Monday, August 14, 2006
Our pet has been laying around the house all full and content, and on the counter. Must mean its time to put it to work making a loaf or two. This morning I started out by adding 2/3 cup starter, 1 cup water and a pinch of sugar and let that sit, while the monkey and I hopped around the house like froggies and even did a little dinky-donking (I'm still working on the exact definition on this one, each time my daughter says it it involves a slightly different activity akin to riding an imaginative horsey.) We took a break from the play, washed our paws and added 2 cups bread flour, 1/2 cup whole wheat flour, 1 tablespoon olive oil, and 1 teaspoon salt.
If you are lucky enough to find yourself at home with a toddler, I recommend that you involve them in your cooking as time permits. It allows for great bonding, makes a fantastic mess, and gives your child a valuable sense of where good food actually comes from. H and I also are hoping that building good kitchen skills in our children will raise the chances for fresh griddled pancakes in bed by the time our daughter is 4. Call me a dreamer but my monkey can already help mix up most soft doughs, scramble eggs, and flip pancakes. At 2 years 9 months old she could probably tell a stranger the ingredients and amounts needed to make chocolate chip cookies. I like my pancakes with fresh bananas in them and maple syrup on them, and if not by 4 years old, then by 5 for sure.
We put the smooth dough into a large lighly oiled green dish thingy. Its one of the nicest pieces we have and I think the sourdough somehow appreciates it. Our new mortar and pestle from Barb can be seen in the background, as well as some leftover sourdough adventure and a Reedley Peach turnover from Aunty. If there is anyone out there who has received peaches through us from the family "Farm" they know that these are as good as it gets for freshness and flavor and simply cannot be matched in a store. Anyway, I could write a book about the fresh produce we get from Grandma and Grandpa, so it just might be easier to talk more as another batch of fresh ingredients comes our way.
We put the cover on the dough and placed it in our ancient wedgewood where the pilot light will keep it a nice 80 degrees or so for a nice rise. We will look at it in a few hours, punch it down maybe, let it rise again, only to be punched down again (the dough likes the abuse.) We'll shape it, put it on a pan, and give it a slash or two with a lame before putting in a 400 degree oven for about 25 minutes. If time allows and the monkey takes a nap this afternoon, maybe I'll include a photo of todays project.
In just about any other part of our country you might think that it would be appropriate to put dough out on the counter for the nice summery ambient temperatures. Well, I live in Oakland, and at 11 am when the dough was placed it was a foggy 61 outside. It will take until noon to see the sun and our daytime high might reach 68 today, so our dough will spend most of its rising time in the oven before it is heated.
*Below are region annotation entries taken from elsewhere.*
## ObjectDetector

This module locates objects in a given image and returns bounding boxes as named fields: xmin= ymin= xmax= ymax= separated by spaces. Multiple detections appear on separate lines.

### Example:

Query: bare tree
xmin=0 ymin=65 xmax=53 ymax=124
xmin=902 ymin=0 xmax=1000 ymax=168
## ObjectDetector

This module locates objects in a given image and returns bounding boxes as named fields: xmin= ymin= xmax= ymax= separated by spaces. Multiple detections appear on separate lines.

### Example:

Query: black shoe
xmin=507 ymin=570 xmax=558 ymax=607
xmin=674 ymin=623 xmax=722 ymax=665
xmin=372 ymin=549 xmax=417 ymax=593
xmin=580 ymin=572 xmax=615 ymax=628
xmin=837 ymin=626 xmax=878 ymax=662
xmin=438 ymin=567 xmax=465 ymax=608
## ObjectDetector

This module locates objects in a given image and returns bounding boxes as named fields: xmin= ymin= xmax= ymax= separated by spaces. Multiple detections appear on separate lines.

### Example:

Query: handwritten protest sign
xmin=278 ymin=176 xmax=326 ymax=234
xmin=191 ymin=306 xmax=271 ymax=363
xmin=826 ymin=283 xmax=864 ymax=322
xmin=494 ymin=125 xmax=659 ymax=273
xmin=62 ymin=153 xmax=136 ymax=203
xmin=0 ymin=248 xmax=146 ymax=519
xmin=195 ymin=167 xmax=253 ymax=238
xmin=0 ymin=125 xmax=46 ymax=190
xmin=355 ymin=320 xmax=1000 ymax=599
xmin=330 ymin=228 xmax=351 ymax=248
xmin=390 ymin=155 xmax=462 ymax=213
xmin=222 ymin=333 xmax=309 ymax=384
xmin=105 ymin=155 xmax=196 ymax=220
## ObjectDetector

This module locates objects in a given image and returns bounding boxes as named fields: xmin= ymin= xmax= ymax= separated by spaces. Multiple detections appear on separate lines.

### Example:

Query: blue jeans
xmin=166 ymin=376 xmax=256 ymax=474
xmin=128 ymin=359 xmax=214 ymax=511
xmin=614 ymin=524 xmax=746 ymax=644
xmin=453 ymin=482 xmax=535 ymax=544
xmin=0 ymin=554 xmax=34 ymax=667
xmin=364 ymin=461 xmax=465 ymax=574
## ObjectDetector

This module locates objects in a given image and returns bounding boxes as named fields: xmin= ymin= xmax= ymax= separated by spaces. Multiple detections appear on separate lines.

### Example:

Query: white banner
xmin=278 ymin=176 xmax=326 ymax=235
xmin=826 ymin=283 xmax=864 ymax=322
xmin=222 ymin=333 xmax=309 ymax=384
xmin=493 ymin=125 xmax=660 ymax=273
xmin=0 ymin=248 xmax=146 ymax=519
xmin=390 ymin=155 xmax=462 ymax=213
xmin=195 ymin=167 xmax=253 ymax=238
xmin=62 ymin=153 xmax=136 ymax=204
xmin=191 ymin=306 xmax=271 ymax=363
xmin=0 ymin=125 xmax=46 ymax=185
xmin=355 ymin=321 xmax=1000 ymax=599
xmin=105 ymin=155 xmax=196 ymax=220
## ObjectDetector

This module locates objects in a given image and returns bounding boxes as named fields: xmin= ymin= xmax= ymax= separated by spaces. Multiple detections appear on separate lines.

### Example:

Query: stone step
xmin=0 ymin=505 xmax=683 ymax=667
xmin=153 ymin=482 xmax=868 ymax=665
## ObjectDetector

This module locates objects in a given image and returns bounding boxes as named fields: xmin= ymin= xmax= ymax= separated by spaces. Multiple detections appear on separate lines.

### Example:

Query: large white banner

I woke up this morning thinking of this loaf from a few months back (March I guess, around the time Kristin gave us some of her "pet.") We omitted the olives today, and it will be a free form loaf, baked on a perforated pizza sheet, but it hails from the same starter. Since some has lived at our house we have made bread, cinnamon rolls, pizza dough, focaccia, dinner rolls, pancakes, and english muffins to name a few things. But I believe this to be the first picture of a sourdough creation in our house.